Jesse’s Birth Story

Birth Photo

Our son, Jesse, was born on 1/1/2020. A special birthday for our special boy, who even has a very special birth story. His birth was one that went (almost) exactly as hoped for- a redemptive VBAC after a fairly easy pregnancy.

His older sister’s birth in 2018 did not go as planned. Although I was hoping and planning for an unmedicated, totally natural birth, Kenna was born via an emergency c-section after she got stuck and the power went out in the hospital. (Read the full story here.)

This time, I swore it would be different. While I accept that Kenna’s birth taught me a lot about being flexible and adapting, which are absolutely essential skills to have as a parent, her birth also taught me how important it was to be an advocate for myself, especially in an industrialized hospital setting that may not have my wishes at the forefront of their agenda.

Preparation for Our Birth

This time, I prepared for a VBAC (a vaginal birth after cesarean). My OB told me that the only way they would ‘allow’ me to have a VBAC was if I went into labor spontaneously before 42 weeks. They wouldn’t induce me, because it could possibly lead to a uterine rupture, and they wouldn’t let me go past 42 weeks, because of a chance of stillbirth after becoming “post-term”.

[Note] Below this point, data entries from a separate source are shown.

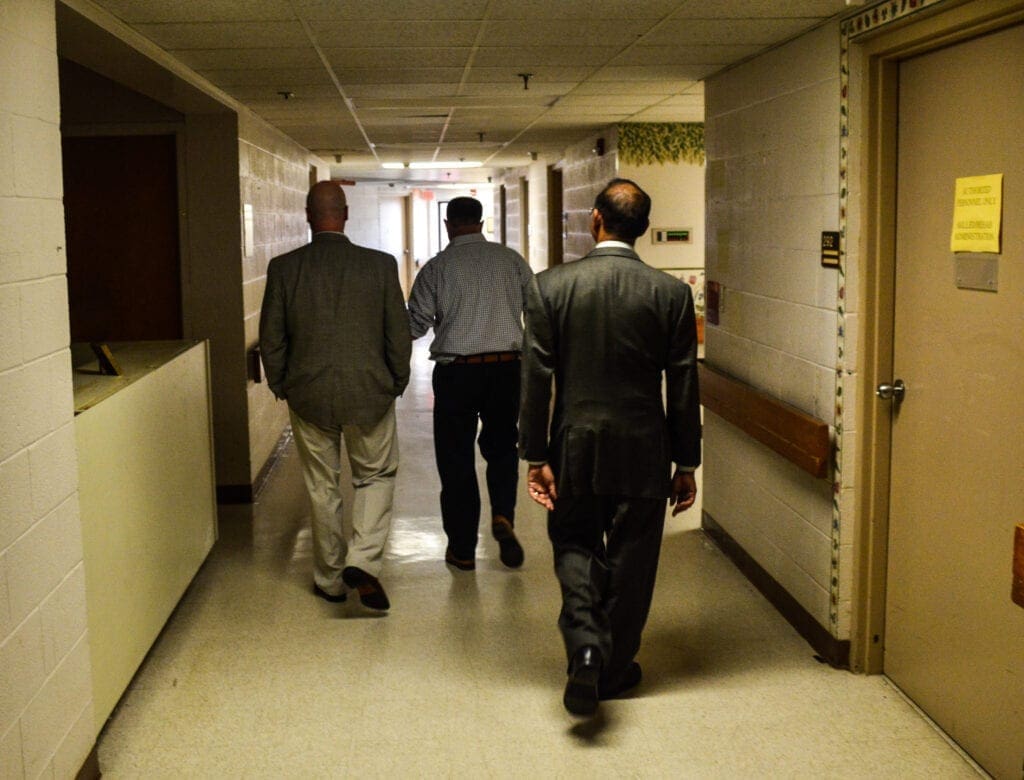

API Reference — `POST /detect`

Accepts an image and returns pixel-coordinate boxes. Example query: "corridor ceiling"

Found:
[79,0,859,181]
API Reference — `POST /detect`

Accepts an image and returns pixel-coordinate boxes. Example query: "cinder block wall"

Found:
[0,2,95,777]
[703,24,855,640]
[239,111,327,482]
[562,127,618,262]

Going into labor, on my own, BEFORE 42 weeks was a scary prospect for me, mainly because I didn’t know if it would happen. Most women gestate for 40 weeks (or really, like 40+5 if you look at worldwide averages), but I happen to cook babies a long time. Kenna waited until 42+1 (and I was induced at that point), and Jesse didn’t show any signs of budging either.

So throughout pregnancy, but especially in the last trimester, I did A LOT OF RESEARCH about natural induction methods. If you know me personally, you know that my background is in science, and boy, did I dig up some scientific research and statistics about pregnancy and birth. 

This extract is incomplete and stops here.